Discovering Species

A Wai Wai family in the Konashen Community-Owned Conservation Area, Guyana. © Piotr Nascrecki
A Wai Wai family in the Konashen Community-Owned Conservation Area, Guyana.
© Piotr Nascrecki
Benefits to People and Communities

Wilson’s Law – If you save the living environment, the biodiversity that we have left, you will also automatically save the physical environment too. If you only save the physical environment, you will ultimately lose both.

The well-being of human populations is directly dependant on biodiversity. Quite simply, species matter, and now more than ever. Healthy ecosystems are the prerequisite for thriving communities, and as habitats degrade and species disappear, these losses are having a profound effect on humans worldwide.

Even if we put aside all non-utilitarian reasons for saving our natural inheritance, biodiversity and all its individual components are worth saving for the simple reason that our own life depends on them. Ecosystem service, the myriad of ways in which biodiversity turns our planet into a sustainable biosphere, support all life, including our own.

The benefits that ecosystems provide come in several forms.

  • "Provisioning services" refer to the products of ecosystems, such as naturally occurring medicines and food.

  • "Regulating services" include such critically important activities as cleaning the air, purifying the water, or controlling the climate.

  • "Supporting services" include primary productivity by plants, plant pollination by insects, and nutrient cycling; in other words, services required to enable other services to take place.

  • "Cultural services" are the benefits of a non-material nature that humans receive, such as the inherent aesthetic value of the natural world.

Can you think of some ecosystem services that species in your backyard might be providing for you right now?
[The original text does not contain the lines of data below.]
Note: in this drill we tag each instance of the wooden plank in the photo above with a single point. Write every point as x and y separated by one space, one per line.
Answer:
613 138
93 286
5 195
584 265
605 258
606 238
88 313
Species are the building blocks of ecosystems and their presence or absence may often show how healthy an ecosystem is, and can be an early warning of problems that lie ahead. Amphibians, for instance, in addition to being of great value in biomedical sciences, are highly sensitive to pollutants and thus good indicators of the ecosystem disturbance.

More importantly, as species disappear, so does the genetic information contained in their DNA. Once a species is gone, we will never know what potential cures, new crops, or technological advanced might have been discovered with its help. Tragically, many species become extinct even before mankind has the chance to realize their existence, and who knows what value they may have held?

In the United States alone over 50 percent of all prescribed medicine is linked to natural sources, and in developing nations the demand for natural remedies is even greater. The destruction of ecosystems such as the world’s rainforests is having a dramatic effect on medical resources provided by nature. It is important to conserve not only species that have already been found, but also to strive to uncover those that are yet unknown to science. These discoveries are helping humans to learn about a species’ role within the ecosystem it inhabits and to more fully understand their importance and the irreplaceable functions they provide.

Humans transform the world more deeply and in more ways than any other organism past or present. Our actions alter entire ecosystems and every living thing within them. Sometimes these changes affect our own lives in the most unexpected ways. Examples are many, but the loss of thousands of human lives during the recent tsunami in southest Asia could have been easily prevented by maintaining the seemingly worthless mangrove vegetation along the coast of Sri Lanka and Thailand.

Ecosystems are incredibly complex, finely tuned living machineries. It is therefore of the utmost importance that we keep in mind the words of the great ecologist Aldo Leopold: “To keep every cog and wheel is the first precaution of intelligent tinkering.” Each species, no matter how seemingly small and insignificant, can be the critical cog, or the keystone species, on which the survival of the entire ecosystem depends.

The more we know about these individual components of the living machinery of Earth, the greater chances we have to avoid inflicting irreparable damages that will affect our and all future generations.